Why is the score for a core factor not the mean of its lower‐order factors - theliberators/columinity.docs GitHub Wiki

Observant users have wondered why it is that the scores of the various core factors are different from the means of their lower-order factors. The screenshot provides a nice example of this. The scores for the lower-order factors of Team Effectiveness are 72, 72, and 62 respectively. The mean of this is 68.6, which is indeed different from the score of 72 that is reported. This isn't a bug but a conscious decision on our part.

A challenge of data aggregation is that you're trying to summarize detailed, low-level data with a single number. The quality of the resulting number depends on the quality and spread of underlying data points. For example, most of us know that averages are sensitive to extreme scores. A mean average can take a nosedive when even a single very low score exists in a larger set of high scores. One way to dampen this kind of bias is to maximize the number of data points used in analyses, which is what we always strive for.

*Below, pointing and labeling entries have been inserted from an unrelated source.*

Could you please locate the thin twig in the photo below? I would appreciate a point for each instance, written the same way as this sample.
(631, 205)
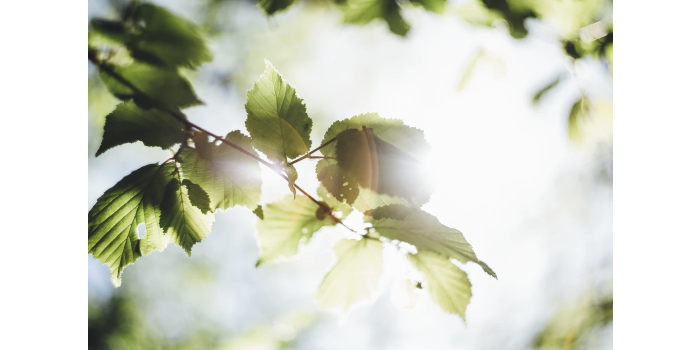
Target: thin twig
(308, 155)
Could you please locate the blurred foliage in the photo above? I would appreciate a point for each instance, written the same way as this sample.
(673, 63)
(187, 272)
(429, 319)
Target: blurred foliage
(119, 323)
(574, 326)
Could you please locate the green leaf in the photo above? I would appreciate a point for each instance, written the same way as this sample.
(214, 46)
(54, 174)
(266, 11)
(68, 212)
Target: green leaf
(148, 85)
(370, 148)
(579, 112)
(198, 197)
(129, 123)
(113, 220)
(166, 39)
(229, 177)
(292, 177)
(183, 222)
(544, 90)
(427, 233)
(277, 119)
(365, 11)
(437, 6)
(259, 212)
(288, 223)
(448, 286)
(272, 6)
(356, 275)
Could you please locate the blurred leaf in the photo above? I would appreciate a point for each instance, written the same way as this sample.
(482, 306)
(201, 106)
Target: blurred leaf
(183, 222)
(437, 6)
(166, 39)
(397, 149)
(128, 123)
(198, 197)
(579, 111)
(355, 277)
(230, 177)
(466, 77)
(272, 6)
(277, 119)
(365, 11)
(427, 233)
(544, 90)
(146, 84)
(292, 177)
(448, 286)
(113, 220)
(288, 222)
(154, 35)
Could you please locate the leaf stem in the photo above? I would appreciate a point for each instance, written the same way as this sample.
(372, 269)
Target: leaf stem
(308, 155)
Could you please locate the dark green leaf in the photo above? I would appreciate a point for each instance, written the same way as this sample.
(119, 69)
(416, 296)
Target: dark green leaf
(130, 123)
(230, 177)
(272, 6)
(148, 85)
(113, 220)
(544, 90)
(448, 286)
(427, 233)
(183, 223)
(277, 119)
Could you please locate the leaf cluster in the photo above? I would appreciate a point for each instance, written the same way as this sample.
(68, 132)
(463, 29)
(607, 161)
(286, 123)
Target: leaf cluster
(368, 163)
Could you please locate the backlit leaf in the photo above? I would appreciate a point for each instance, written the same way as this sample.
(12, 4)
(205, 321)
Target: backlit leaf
(448, 286)
(229, 178)
(288, 222)
(355, 277)
(183, 222)
(277, 119)
(130, 123)
(113, 220)
(427, 233)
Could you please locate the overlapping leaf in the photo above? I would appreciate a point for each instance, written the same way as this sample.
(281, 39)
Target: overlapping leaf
(154, 35)
(448, 286)
(379, 155)
(148, 85)
(355, 277)
(130, 123)
(277, 119)
(113, 220)
(272, 6)
(288, 222)
(227, 175)
(426, 233)
(182, 221)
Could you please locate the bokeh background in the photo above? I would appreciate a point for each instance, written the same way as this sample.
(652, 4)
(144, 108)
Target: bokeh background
(535, 203)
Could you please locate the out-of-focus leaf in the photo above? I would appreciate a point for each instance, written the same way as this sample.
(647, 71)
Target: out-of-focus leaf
(272, 6)
(364, 11)
(355, 277)
(448, 286)
(229, 176)
(129, 123)
(113, 220)
(146, 84)
(166, 39)
(277, 119)
(180, 219)
(579, 112)
(427, 233)
(288, 222)
(544, 90)
(292, 176)
(397, 149)
(437, 6)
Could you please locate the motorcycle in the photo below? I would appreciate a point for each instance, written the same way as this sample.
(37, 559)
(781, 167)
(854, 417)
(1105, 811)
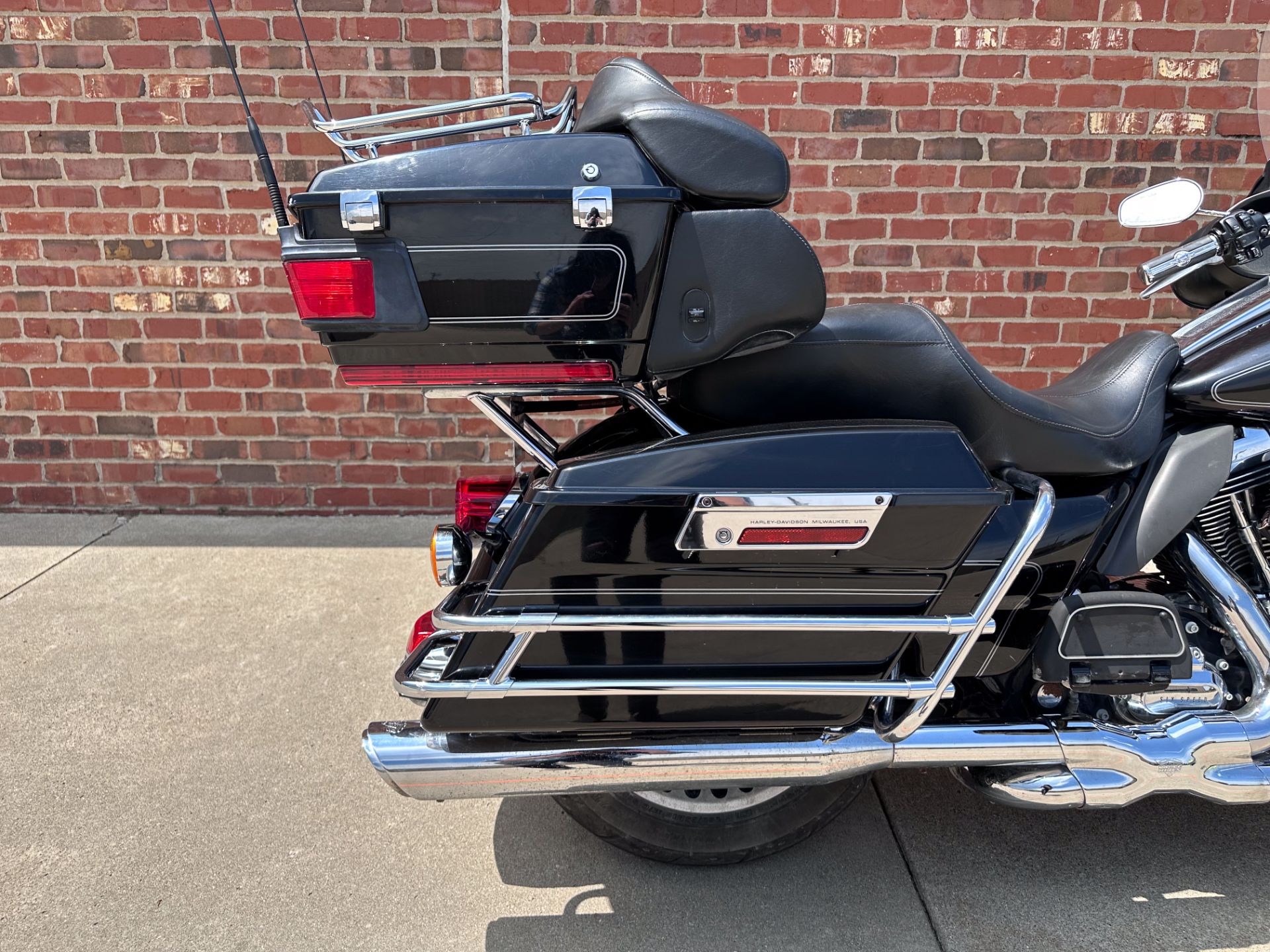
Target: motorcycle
(803, 545)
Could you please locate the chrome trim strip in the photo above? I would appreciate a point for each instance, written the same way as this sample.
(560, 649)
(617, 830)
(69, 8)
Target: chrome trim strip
(534, 319)
(756, 590)
(719, 520)
(1224, 319)
(1214, 391)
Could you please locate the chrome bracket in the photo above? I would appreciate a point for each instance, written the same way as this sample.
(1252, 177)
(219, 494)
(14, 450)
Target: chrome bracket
(361, 211)
(592, 206)
(532, 438)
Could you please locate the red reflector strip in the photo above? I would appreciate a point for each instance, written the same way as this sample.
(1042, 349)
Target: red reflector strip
(804, 536)
(422, 630)
(476, 500)
(339, 290)
(476, 375)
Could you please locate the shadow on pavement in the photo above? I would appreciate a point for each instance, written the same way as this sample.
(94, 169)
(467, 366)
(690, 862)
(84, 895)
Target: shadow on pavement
(796, 900)
(1171, 873)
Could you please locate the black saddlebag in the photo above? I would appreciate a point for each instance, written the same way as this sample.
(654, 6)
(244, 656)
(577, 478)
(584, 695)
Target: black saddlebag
(869, 518)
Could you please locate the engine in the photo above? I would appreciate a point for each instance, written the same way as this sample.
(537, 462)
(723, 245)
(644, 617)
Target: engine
(1235, 524)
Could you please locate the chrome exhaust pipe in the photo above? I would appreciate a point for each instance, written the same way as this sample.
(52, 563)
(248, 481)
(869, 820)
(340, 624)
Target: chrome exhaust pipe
(1212, 754)
(1042, 766)
(425, 766)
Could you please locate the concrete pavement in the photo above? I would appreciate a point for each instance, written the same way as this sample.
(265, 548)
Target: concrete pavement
(182, 699)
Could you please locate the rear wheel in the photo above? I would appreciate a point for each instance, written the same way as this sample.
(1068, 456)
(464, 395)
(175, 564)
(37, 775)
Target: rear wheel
(712, 825)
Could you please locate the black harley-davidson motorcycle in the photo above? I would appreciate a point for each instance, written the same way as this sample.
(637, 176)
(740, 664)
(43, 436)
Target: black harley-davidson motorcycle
(810, 543)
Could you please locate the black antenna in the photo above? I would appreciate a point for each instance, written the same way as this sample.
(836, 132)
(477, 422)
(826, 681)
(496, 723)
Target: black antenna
(313, 61)
(262, 154)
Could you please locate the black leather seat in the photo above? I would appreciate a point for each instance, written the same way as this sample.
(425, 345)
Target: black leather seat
(888, 361)
(713, 157)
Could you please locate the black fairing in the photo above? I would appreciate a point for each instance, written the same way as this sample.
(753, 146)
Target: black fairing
(716, 159)
(1230, 377)
(738, 280)
(1213, 284)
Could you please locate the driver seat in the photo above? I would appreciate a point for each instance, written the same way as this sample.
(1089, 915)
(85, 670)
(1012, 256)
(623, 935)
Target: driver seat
(898, 361)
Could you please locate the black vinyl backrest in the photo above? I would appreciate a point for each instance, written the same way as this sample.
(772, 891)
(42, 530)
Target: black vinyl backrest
(737, 281)
(716, 159)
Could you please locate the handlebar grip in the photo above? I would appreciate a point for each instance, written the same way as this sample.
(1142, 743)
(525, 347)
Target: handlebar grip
(1173, 263)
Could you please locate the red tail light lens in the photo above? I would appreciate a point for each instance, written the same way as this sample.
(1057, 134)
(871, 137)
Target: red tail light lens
(476, 375)
(333, 290)
(810, 536)
(476, 499)
(422, 630)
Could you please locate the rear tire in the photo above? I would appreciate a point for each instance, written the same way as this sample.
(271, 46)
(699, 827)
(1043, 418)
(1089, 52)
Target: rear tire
(706, 830)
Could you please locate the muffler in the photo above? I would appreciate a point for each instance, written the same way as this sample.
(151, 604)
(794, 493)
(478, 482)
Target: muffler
(1214, 754)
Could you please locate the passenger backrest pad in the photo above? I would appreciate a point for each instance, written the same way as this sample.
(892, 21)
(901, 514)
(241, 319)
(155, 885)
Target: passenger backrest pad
(737, 281)
(714, 158)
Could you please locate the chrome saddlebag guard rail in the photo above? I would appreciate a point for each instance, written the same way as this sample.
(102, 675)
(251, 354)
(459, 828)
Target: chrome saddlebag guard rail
(390, 746)
(926, 692)
(1217, 754)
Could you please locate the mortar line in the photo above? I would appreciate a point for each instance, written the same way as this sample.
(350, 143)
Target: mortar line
(121, 522)
(908, 866)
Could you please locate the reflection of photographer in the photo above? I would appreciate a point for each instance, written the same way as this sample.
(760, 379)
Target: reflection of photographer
(586, 286)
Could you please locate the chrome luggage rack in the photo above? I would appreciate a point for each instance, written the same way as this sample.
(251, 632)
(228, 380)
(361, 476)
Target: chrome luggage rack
(530, 107)
(524, 626)
(494, 403)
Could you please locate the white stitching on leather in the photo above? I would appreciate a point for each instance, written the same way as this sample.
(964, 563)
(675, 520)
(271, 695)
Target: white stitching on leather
(1142, 400)
(658, 80)
(806, 244)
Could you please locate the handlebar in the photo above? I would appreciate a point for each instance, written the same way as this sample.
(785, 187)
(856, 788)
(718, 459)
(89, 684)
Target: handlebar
(1166, 268)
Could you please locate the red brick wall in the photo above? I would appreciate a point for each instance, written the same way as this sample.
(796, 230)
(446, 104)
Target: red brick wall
(963, 153)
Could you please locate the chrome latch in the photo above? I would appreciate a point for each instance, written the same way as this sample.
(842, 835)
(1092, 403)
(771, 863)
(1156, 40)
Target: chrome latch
(360, 211)
(592, 206)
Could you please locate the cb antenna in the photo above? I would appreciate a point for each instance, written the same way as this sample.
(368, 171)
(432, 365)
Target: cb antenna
(262, 154)
(313, 61)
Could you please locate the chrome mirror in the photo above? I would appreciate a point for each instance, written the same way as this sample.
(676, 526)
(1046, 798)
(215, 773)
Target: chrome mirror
(1167, 204)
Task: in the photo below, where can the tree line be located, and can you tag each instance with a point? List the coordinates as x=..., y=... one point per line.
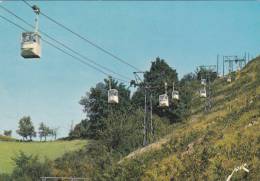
x=27, y=130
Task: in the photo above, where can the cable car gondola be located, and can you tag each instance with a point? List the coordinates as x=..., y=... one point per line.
x=175, y=94
x=163, y=99
x=203, y=92
x=229, y=79
x=112, y=94
x=203, y=81
x=30, y=45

In the aforementioned simple calculation of Team Effectiveness, we would calculate its score for each participant by averaging the participants' score for Team morale, Stakeholder Happiness, and Stakeholders: Team Value. But this average would be based on only 3 data points and prone to bias. Instead, for each participant we take all 8 responses to the lower-order factors and calculate a mean average from that. This gives us 8 data points per participant and less bias.

Statistical example

The histogram below shows the scores for three participants on five sub-factors of "Stakeholder Concern" (15 data points). It is based on a real team.

unnamed

The histogram clearly shows substantial disagreement among participants or at least very different perspectives. More of the scores either fall on the left or the right than in the middle. With this distribution, what is the most accurate single number to summarize the "Stakeholder Concern" score?

  • Our current algorithm offers 3.15
  • The median average of all scores is 3.67
  • The mean average of all scores is 2.71
  • If we calculate median averages for each sub-factor first and then take the median average of those 5 values, we get 4.1

Each strategy gives a slightly different number. Which is the most accurate? The most straightforward approach is the fourth option. You could take a calculator and average the values from the five sub-factors. However, this approach takes averages of averages and loses a lot of information about the underlying distribution in the process. The resulting 4.1 also gives more weight to the six higher scores than the nine lower scores and is thus biased. Similarly, the mean average (third approach) is too biased toward the other end. The 3.15 of our current approach is most reflective of the true "middle" of the scores, although it is less intuitive to calculate manually.